A história da humanidade evidencia uma relação direta entre o desenvolvimento das


sociedades e o aumento do consumo de energia. Nos últimos séculos o mundo testemunhou
uma espantosa aceleração das taxas de inovação, transformação cultural e crescimento
econômico e populacional, possibilitadas pela exploração dos combustíveis fósseis.
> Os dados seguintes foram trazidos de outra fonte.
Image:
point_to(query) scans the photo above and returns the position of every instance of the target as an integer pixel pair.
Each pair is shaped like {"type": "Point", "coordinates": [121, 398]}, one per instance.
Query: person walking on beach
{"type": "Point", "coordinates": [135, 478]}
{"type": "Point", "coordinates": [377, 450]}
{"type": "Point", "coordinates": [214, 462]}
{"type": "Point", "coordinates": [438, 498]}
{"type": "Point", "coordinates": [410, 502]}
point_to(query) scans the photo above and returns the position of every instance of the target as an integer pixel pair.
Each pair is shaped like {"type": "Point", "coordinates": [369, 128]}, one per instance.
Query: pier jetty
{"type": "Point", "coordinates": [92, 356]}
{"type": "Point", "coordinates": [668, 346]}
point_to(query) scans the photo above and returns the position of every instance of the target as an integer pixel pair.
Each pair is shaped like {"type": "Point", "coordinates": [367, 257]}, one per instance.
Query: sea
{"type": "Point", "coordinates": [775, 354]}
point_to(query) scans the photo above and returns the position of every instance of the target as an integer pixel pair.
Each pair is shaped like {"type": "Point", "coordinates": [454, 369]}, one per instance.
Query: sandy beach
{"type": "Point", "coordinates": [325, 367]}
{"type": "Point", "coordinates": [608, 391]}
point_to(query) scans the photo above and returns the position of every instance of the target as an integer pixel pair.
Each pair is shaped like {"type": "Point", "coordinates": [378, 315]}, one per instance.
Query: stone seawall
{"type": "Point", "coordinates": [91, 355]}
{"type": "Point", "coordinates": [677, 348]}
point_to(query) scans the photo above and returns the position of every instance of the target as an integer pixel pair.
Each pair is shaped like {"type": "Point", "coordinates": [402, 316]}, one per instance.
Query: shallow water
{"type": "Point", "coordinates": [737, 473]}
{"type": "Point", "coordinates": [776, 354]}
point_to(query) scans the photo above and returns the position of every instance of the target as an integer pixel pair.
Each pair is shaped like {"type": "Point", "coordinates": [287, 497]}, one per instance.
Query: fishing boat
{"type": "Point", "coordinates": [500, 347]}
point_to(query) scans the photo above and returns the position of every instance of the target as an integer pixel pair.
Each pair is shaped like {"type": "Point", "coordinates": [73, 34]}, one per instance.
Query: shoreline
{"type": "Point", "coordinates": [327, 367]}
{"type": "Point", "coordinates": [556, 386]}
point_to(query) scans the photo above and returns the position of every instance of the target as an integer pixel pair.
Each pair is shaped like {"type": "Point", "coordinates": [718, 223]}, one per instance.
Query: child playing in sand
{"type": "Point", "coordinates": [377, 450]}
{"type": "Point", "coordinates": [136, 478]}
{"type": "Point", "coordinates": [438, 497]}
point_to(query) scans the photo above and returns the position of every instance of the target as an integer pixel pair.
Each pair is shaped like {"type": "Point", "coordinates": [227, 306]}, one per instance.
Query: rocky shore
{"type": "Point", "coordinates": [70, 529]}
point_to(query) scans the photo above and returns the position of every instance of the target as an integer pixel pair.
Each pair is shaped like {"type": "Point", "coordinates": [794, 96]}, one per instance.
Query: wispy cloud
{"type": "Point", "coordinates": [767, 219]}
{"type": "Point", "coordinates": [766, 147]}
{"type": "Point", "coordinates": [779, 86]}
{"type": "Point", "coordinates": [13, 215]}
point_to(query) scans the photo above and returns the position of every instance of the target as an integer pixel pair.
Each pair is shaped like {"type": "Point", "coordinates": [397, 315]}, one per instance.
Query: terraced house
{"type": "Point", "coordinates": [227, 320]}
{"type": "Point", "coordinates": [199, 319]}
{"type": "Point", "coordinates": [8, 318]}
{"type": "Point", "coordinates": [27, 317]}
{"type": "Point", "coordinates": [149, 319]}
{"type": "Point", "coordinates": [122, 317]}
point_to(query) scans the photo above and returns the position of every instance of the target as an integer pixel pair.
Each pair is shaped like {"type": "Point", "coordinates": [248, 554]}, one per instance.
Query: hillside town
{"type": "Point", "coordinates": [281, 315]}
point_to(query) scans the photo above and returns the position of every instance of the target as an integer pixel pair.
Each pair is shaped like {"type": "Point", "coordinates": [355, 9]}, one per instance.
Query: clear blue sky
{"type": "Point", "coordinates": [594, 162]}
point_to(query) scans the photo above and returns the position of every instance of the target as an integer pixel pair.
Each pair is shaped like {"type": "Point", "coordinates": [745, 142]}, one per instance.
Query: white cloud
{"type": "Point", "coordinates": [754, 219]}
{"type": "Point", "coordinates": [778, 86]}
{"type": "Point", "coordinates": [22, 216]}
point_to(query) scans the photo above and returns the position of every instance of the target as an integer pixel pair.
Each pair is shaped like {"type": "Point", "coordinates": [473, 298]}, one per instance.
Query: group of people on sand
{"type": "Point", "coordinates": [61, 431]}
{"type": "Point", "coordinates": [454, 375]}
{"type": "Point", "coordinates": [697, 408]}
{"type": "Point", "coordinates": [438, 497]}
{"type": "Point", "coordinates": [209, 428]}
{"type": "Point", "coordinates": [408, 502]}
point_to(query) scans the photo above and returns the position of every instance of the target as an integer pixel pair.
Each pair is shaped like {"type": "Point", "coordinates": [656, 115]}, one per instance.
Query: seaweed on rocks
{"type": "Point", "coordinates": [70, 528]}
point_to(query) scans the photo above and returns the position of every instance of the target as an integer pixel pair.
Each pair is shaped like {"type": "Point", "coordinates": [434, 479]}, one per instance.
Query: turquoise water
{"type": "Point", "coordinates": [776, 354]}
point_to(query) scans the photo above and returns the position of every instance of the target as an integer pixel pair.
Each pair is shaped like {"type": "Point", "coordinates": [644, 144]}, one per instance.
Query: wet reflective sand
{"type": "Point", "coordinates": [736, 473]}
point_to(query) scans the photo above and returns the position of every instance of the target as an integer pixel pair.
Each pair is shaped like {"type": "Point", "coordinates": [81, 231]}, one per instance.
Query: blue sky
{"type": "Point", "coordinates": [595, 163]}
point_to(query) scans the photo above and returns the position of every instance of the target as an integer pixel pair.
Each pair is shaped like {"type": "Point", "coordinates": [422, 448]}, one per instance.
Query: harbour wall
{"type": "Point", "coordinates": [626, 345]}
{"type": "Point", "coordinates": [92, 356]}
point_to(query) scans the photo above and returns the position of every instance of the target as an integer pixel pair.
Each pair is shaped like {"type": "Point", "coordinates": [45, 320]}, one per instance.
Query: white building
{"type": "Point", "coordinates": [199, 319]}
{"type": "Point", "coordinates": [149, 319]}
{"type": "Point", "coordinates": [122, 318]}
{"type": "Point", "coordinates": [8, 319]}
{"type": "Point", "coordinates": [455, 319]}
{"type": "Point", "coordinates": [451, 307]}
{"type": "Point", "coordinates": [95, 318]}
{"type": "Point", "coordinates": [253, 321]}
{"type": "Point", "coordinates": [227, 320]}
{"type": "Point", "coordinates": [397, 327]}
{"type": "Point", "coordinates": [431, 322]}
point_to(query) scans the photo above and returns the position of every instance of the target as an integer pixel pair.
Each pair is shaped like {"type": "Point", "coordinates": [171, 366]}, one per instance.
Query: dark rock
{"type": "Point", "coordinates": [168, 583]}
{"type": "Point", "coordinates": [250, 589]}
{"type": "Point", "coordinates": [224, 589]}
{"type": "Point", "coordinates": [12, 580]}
Tal
exploração potencializou os processos próprios da modernidade identificados por sociólogos
como Émile Durkheim, Max Weber e Georg Simmel, como a divisão social do trabalho, a
racionalização do mundo e do trabalho, o desenvolvimento do capitalismo burguês, a
urbanização, a instalação da economia monetária, a sobreposição da cultura objetiva sobre a
subjetiva etc.

Contudo, tal crescimento econômico excessivo trouxe consigo degradações sociais e


ambientais, que serviram como fonte de inspiração para movimentos críticos da modernidade
e da ideologia do crescimento, como o Decrescimento. Tal movimento evidencia um possível
cenário de declínio econômico causado pelo esgotamento dos combustíveis fósseis, e explora
as possibilidades de se realizar uma contração econômica de forma próspera e justa. Para o
Decrescimento, a formação de uma sociedade capaz de enfrentar tal cenário sem que sejam
causadas guerras e catástrofes ambientais depende de um abandono de valores e
comportamentos característicos da cultura moderna capitalista, e de uma transformação
cultural que retome valores sociáveis como a cooperação, a doação, a reciprocidade e a
simplicidade. Tal transformação pode significar o fim da modernidade como caracterizada
pelos autores clássicos da sociologia.